Glycolipids are not extracted from phospholipid bilayers by binding to ferritin-lectin conjugates

Rhoderick E. Brown, Margaretta Allietta, Thomas W. Tillack, Thomas E. Thompson

Research output: Contribution to journalArticlepeer-review

2 Scopus citations

Abstract

A radioactively-labelled glycosphingolipid, asialo-GM1, has been incorporated into phosphatidylcholine multilamellar vesicles.

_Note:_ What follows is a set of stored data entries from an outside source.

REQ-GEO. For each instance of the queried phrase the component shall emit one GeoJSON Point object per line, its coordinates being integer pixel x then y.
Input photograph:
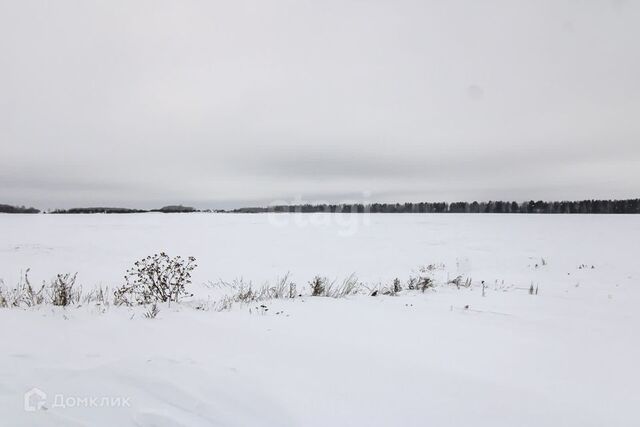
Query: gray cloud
{"type": "Point", "coordinates": [218, 103]}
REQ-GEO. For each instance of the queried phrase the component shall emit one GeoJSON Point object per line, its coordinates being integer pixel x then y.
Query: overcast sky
{"type": "Point", "coordinates": [232, 103]}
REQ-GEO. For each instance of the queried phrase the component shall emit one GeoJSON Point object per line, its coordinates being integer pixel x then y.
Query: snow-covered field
{"type": "Point", "coordinates": [569, 356]}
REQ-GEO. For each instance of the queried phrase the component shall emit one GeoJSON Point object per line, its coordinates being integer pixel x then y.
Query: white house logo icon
{"type": "Point", "coordinates": [34, 400]}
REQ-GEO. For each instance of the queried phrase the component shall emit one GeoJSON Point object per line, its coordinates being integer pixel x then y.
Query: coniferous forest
{"type": "Point", "coordinates": [628, 206]}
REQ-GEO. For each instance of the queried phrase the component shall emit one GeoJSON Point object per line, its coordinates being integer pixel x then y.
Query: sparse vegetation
{"type": "Point", "coordinates": [157, 278]}
{"type": "Point", "coordinates": [161, 279]}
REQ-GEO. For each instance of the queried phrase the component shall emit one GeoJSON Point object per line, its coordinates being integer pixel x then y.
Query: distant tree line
{"type": "Point", "coordinates": [629, 206]}
{"type": "Point", "coordinates": [165, 209]}
{"type": "Point", "coordinates": [17, 209]}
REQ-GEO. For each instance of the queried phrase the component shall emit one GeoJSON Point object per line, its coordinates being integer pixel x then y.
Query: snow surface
{"type": "Point", "coordinates": [569, 356]}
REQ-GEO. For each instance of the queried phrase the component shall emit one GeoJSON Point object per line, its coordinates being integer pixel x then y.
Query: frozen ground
{"type": "Point", "coordinates": [566, 357]}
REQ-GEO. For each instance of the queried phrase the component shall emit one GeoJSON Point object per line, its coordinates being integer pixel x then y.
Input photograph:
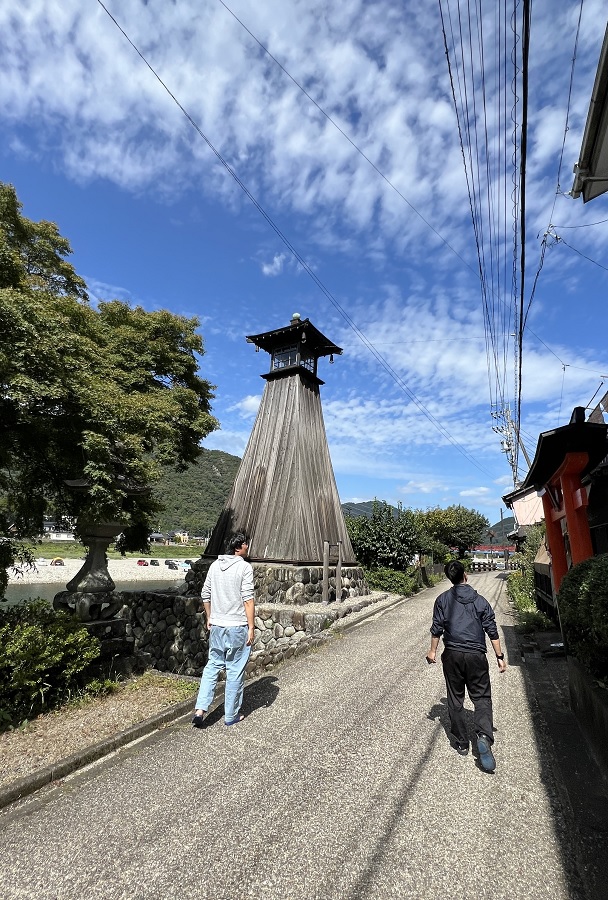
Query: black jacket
{"type": "Point", "coordinates": [464, 618]}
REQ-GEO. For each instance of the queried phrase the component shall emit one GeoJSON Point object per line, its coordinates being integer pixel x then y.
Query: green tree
{"type": "Point", "coordinates": [108, 394]}
{"type": "Point", "coordinates": [455, 527]}
{"type": "Point", "coordinates": [388, 539]}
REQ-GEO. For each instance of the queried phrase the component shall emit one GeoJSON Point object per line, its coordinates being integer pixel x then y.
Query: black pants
{"type": "Point", "coordinates": [468, 670]}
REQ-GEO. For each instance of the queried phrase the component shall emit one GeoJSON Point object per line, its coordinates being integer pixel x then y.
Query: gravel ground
{"type": "Point", "coordinates": [120, 570]}
{"type": "Point", "coordinates": [55, 735]}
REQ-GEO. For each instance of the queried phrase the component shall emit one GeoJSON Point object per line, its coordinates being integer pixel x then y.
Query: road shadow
{"type": "Point", "coordinates": [439, 713]}
{"type": "Point", "coordinates": [259, 694]}
{"type": "Point", "coordinates": [574, 784]}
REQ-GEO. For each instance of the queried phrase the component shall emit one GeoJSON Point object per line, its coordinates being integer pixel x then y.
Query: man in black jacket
{"type": "Point", "coordinates": [464, 618]}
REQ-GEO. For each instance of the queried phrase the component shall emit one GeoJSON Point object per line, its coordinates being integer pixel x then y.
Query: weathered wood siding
{"type": "Point", "coordinates": [285, 493]}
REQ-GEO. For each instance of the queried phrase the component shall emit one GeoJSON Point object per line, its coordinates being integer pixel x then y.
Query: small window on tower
{"type": "Point", "coordinates": [285, 356]}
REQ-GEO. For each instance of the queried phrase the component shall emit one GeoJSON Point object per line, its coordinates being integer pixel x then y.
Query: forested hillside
{"type": "Point", "coordinates": [362, 509]}
{"type": "Point", "coordinates": [194, 499]}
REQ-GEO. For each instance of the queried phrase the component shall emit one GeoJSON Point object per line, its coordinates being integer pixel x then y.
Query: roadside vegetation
{"type": "Point", "coordinates": [390, 541]}
{"type": "Point", "coordinates": [520, 585]}
{"type": "Point", "coordinates": [48, 660]}
{"type": "Point", "coordinates": [96, 400]}
{"type": "Point", "coordinates": [583, 608]}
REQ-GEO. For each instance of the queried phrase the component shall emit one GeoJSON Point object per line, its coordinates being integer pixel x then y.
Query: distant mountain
{"type": "Point", "coordinates": [194, 499]}
{"type": "Point", "coordinates": [363, 509]}
{"type": "Point", "coordinates": [499, 531]}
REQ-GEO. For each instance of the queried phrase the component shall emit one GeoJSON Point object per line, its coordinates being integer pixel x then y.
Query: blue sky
{"type": "Point", "coordinates": [92, 141]}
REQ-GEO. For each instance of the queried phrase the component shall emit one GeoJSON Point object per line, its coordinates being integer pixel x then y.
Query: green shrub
{"type": "Point", "coordinates": [383, 579]}
{"type": "Point", "coordinates": [583, 610]}
{"type": "Point", "coordinates": [520, 585]}
{"type": "Point", "coordinates": [44, 656]}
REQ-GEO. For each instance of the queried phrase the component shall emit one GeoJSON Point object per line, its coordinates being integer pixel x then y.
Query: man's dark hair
{"type": "Point", "coordinates": [455, 571]}
{"type": "Point", "coordinates": [236, 541]}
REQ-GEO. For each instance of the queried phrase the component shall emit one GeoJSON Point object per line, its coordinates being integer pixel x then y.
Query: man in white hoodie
{"type": "Point", "coordinates": [228, 600]}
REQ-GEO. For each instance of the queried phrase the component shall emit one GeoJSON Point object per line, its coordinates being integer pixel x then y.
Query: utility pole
{"type": "Point", "coordinates": [510, 439]}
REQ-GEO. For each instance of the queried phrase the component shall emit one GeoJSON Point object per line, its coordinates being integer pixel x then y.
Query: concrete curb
{"type": "Point", "coordinates": [21, 788]}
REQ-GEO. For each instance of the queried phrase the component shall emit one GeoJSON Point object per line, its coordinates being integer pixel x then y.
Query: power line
{"type": "Point", "coordinates": [362, 337]}
{"type": "Point", "coordinates": [506, 315]}
{"type": "Point", "coordinates": [584, 225]}
{"type": "Point", "coordinates": [345, 134]}
{"type": "Point", "coordinates": [588, 258]}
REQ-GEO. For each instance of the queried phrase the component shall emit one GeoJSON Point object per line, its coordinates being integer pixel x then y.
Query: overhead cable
{"type": "Point", "coordinates": [362, 337]}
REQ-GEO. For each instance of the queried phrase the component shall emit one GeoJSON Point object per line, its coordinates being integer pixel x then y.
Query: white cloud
{"type": "Point", "coordinates": [248, 406]}
{"type": "Point", "coordinates": [422, 487]}
{"type": "Point", "coordinates": [480, 493]}
{"type": "Point", "coordinates": [275, 267]}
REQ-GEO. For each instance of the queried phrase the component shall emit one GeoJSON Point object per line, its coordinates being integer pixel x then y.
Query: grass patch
{"type": "Point", "coordinates": [76, 550]}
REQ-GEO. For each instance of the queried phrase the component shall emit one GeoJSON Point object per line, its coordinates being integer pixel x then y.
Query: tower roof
{"type": "Point", "coordinates": [300, 331]}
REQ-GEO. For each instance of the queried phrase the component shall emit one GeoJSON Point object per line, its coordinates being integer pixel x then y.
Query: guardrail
{"type": "Point", "coordinates": [491, 566]}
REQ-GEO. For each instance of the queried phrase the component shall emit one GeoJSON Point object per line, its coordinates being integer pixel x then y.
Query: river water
{"type": "Point", "coordinates": [17, 593]}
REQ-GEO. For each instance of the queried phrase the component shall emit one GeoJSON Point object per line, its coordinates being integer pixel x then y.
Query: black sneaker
{"type": "Point", "coordinates": [486, 757]}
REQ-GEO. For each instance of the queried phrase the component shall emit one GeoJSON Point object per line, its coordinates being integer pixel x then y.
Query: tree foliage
{"type": "Point", "coordinates": [583, 610]}
{"type": "Point", "coordinates": [456, 527]}
{"type": "Point", "coordinates": [193, 500]}
{"type": "Point", "coordinates": [107, 395]}
{"type": "Point", "coordinates": [384, 540]}
{"type": "Point", "coordinates": [44, 656]}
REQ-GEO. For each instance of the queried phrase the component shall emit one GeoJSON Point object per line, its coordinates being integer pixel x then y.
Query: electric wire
{"type": "Point", "coordinates": [327, 293]}
{"type": "Point", "coordinates": [345, 134]}
{"type": "Point", "coordinates": [588, 258]}
{"type": "Point", "coordinates": [583, 225]}
{"type": "Point", "coordinates": [507, 312]}
{"type": "Point", "coordinates": [525, 49]}
{"type": "Point", "coordinates": [477, 67]}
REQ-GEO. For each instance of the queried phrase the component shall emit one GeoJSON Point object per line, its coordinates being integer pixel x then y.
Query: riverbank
{"type": "Point", "coordinates": [120, 570]}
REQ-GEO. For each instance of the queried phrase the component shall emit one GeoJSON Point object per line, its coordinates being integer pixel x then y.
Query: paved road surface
{"type": "Point", "coordinates": [340, 783]}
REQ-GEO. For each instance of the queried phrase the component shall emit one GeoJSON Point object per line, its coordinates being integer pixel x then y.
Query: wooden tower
{"type": "Point", "coordinates": [285, 493]}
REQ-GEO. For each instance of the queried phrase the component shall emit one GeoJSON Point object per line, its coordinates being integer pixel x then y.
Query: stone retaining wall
{"type": "Point", "coordinates": [170, 632]}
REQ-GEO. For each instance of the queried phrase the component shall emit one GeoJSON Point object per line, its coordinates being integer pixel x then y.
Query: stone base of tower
{"type": "Point", "coordinates": [296, 585]}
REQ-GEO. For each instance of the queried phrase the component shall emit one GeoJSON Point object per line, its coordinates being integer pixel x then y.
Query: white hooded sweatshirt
{"type": "Point", "coordinates": [228, 584]}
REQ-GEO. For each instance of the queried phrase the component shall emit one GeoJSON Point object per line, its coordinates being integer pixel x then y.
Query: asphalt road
{"type": "Point", "coordinates": [340, 783]}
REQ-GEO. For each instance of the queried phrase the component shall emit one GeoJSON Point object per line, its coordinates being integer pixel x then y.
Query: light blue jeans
{"type": "Point", "coordinates": [227, 650]}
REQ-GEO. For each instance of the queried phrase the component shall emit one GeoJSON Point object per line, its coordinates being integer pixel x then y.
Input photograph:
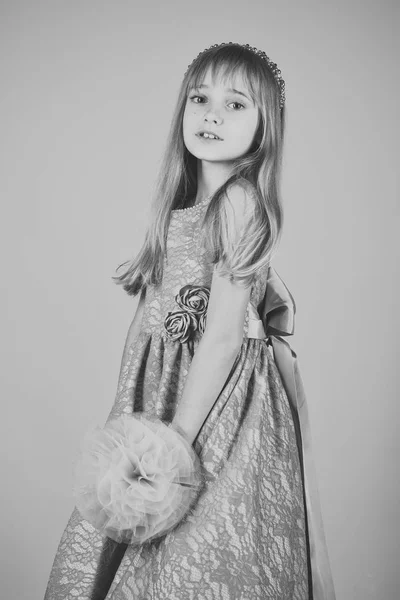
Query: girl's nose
{"type": "Point", "coordinates": [212, 116]}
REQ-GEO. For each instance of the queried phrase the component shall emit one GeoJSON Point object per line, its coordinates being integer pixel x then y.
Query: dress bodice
{"type": "Point", "coordinates": [184, 264]}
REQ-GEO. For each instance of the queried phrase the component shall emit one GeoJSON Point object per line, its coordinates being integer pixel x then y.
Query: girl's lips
{"type": "Point", "coordinates": [208, 139]}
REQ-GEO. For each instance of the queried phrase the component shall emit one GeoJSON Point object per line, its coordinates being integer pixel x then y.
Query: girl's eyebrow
{"type": "Point", "coordinates": [227, 89]}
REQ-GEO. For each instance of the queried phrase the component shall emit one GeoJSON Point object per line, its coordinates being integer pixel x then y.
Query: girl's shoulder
{"type": "Point", "coordinates": [241, 199]}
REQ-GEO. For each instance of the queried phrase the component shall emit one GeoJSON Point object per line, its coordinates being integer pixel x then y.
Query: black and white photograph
{"type": "Point", "coordinates": [200, 300]}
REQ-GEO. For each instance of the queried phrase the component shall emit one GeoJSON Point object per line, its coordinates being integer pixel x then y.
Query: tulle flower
{"type": "Point", "coordinates": [136, 478]}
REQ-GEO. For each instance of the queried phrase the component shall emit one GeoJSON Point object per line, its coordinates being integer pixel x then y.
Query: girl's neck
{"type": "Point", "coordinates": [210, 176]}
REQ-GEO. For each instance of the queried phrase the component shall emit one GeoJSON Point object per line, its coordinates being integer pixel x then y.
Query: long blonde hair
{"type": "Point", "coordinates": [177, 178]}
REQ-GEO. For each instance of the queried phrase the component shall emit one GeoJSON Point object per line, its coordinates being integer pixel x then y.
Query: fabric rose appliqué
{"type": "Point", "coordinates": [193, 302]}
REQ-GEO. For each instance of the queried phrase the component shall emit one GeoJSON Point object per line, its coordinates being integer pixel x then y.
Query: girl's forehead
{"type": "Point", "coordinates": [222, 78]}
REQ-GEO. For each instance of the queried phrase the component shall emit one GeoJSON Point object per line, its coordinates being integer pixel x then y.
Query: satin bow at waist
{"type": "Point", "coordinates": [277, 320]}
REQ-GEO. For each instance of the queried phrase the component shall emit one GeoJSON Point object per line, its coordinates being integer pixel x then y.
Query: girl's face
{"type": "Point", "coordinates": [227, 112]}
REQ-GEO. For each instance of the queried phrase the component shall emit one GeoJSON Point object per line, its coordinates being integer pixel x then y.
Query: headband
{"type": "Point", "coordinates": [273, 66]}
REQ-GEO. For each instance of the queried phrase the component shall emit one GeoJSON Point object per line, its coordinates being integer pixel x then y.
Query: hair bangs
{"type": "Point", "coordinates": [227, 64]}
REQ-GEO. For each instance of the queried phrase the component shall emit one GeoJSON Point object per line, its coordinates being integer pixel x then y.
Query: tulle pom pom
{"type": "Point", "coordinates": [136, 478]}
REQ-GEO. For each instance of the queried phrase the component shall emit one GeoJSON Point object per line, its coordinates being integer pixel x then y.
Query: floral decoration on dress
{"type": "Point", "coordinates": [192, 314]}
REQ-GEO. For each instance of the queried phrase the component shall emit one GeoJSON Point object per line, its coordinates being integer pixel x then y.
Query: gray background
{"type": "Point", "coordinates": [87, 93]}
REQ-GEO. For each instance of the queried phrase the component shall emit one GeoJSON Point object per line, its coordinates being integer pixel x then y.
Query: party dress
{"type": "Point", "coordinates": [256, 531]}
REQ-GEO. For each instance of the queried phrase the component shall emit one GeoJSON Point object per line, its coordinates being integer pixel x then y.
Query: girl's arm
{"type": "Point", "coordinates": [214, 356]}
{"type": "Point", "coordinates": [223, 336]}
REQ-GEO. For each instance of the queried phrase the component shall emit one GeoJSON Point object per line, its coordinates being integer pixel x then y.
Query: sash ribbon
{"type": "Point", "coordinates": [277, 320]}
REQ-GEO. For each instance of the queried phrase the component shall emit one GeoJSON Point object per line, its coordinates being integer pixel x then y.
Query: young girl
{"type": "Point", "coordinates": [205, 354]}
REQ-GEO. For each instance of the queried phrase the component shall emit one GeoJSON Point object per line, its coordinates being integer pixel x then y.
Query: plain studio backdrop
{"type": "Point", "coordinates": [87, 94]}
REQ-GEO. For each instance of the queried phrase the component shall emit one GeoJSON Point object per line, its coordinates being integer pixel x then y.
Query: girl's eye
{"type": "Point", "coordinates": [202, 98]}
{"type": "Point", "coordinates": [238, 103]}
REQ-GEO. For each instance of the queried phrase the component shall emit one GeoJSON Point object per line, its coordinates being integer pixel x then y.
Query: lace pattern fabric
{"type": "Point", "coordinates": [245, 539]}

After incubation with ferritin-Ricinus communis agglutinin 60 (RCA 60) conjugate at different temperatures, the vesicles were separated from the conjugate by discontinuous density gradient ultracentrifugation. Measurement of the distribution of the radioactively-labelled asialo-GM1 in the pelleted conjugate fraction and freeze-etch electron microscopy of the vesicle fraction indicate that the decrease in labelling of asialo-GM1-containing vesicles by ferritin-RCA 60 conjugate with increasing temperatures (Tillack, T.W., Wong, M., Allietta, M. and Thompson, T.E. (1982) Biochim. Biophys. Acta 691, 261-273) reflects a decrease in apparent binding affinity rather than an ability of the conjugate to extract glycolipid from the phospholipid bilayer after binding.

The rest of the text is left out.